Cooking. I cook at least four times a week for myself and my three roommates. Cooking is not only a way to express myself creatively, but it is also an incredible way for me to relieve stress when my workload for class can feel overwhelming. If my career goals do not go to plan after graduation, the backup plan is a ticket to the Culinary Institute of America.

What is your favorite place to eat in Oxford?
Being quite the foodie that I am, where is my favorite place to eat in Oxford is not a very easy question to answer. On a Friday night when I really need some stress relief from a long week, I love going to Southern Coop for wings and western ranch fries.

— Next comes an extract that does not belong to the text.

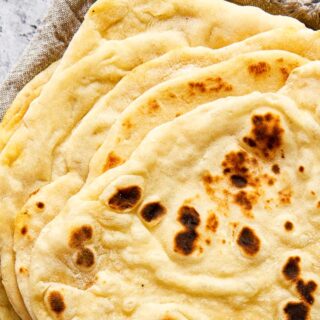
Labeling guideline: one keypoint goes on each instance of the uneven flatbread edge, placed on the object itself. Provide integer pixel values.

On taco Tuesday the best place to go is the Taco Shop, but if you really just want a big burrito then El Agave is the best choice. For the pizza lovers, my favorite has to be Fergndans, and for the pasta people, the best in town by leaps and bounds is Tarasque Cucina.

Jonathan Dabel

Jonathan Dabel

An economics major, Jonathan has his sights on finding solutions to help solve economic inequality, inequity in the US school system, and poverty. He was selected among 16 students nationwide by the Every Learner Everywhere program to conduct research on educational equity with the National Center for Research in Advanced Information and Digital Technologies. He also interned with the Congressional Hunger Center where he conducted research on hunger issues. On campus he was awarded Freshman Leader of the Year, Outstanding Achievement Award from the Men of Excellence, 2020 Outstanding Student Award by the Chamber of Commerce, Mississippi Scholar, and Class of 2020 Friendliest. His involvement includes the Economics Club, African Caribbean Student Association, UNICEF at Ole Miss, Student Body Senator, and UM Food Bank. He also serves as assistant to the Interim Vice Chancellor for Diversity and Community Engagement.

 

Why did you choose to attend UM?
I choose Ole Miss because gave me an opportunity like no other university to pursue my economics degree. Since I step foot on campus, I fell in love with it. The professors are very passionate about what they teach, which I believe is one of the greatest qualities to have as an instructor.

When and why did you choose your major(s)/minors?
My interest in majoring in economics started when I was a little kid living in Haiti. There I witnessed extreme poverty and lived through strong inequity and corruption. I was fortunate enough that my single mother could afford to put me in school and that I was a US citizen. living in an environment where poverty and corruption rule I sort of felt like it was my duty to find the responses to poverty, economic inequality, and inequity.

My interest in economics became stronger when I was sitting at graduation and realized that there were only a few of us African Americans graduating, some of them before reaching 12th grade had dropped out and others ended up getting arrested. This doesn’t only happen in my high school, it happens all over the United States and I know this issue has a strong relationship with economics and equal opportunity to resources.

What are your career goals?
After college, I plan to work either in the nonprofit sector or the financial side of economics for a couple of years. Afterward, I plan to get my J.D and make research on how to solve economic inequality in the U.S.

Have you had an experience that made you feel empowered at UM?
Yes, the mentors! So many of the professors at the university care about their students. In the first week of school, I met two faculty members, and since they’ve been helping me succeed at the university. Them helping me makes me more passionate about attending Ole Miss.

Is there a professor who has been particularly helpful to you?
Professor Williams from the Honors College has been helping me succeed at the university since the first time we met.  I interned for the Congressional Hunger Center this past summer and without her help, it would have not beenpossible.

What do you want to change about the world?
Economic inequality. The fact that when I am hungry I can just go get food, when I know there is a kid somewhere not being able to do the same makes me uncomfortable.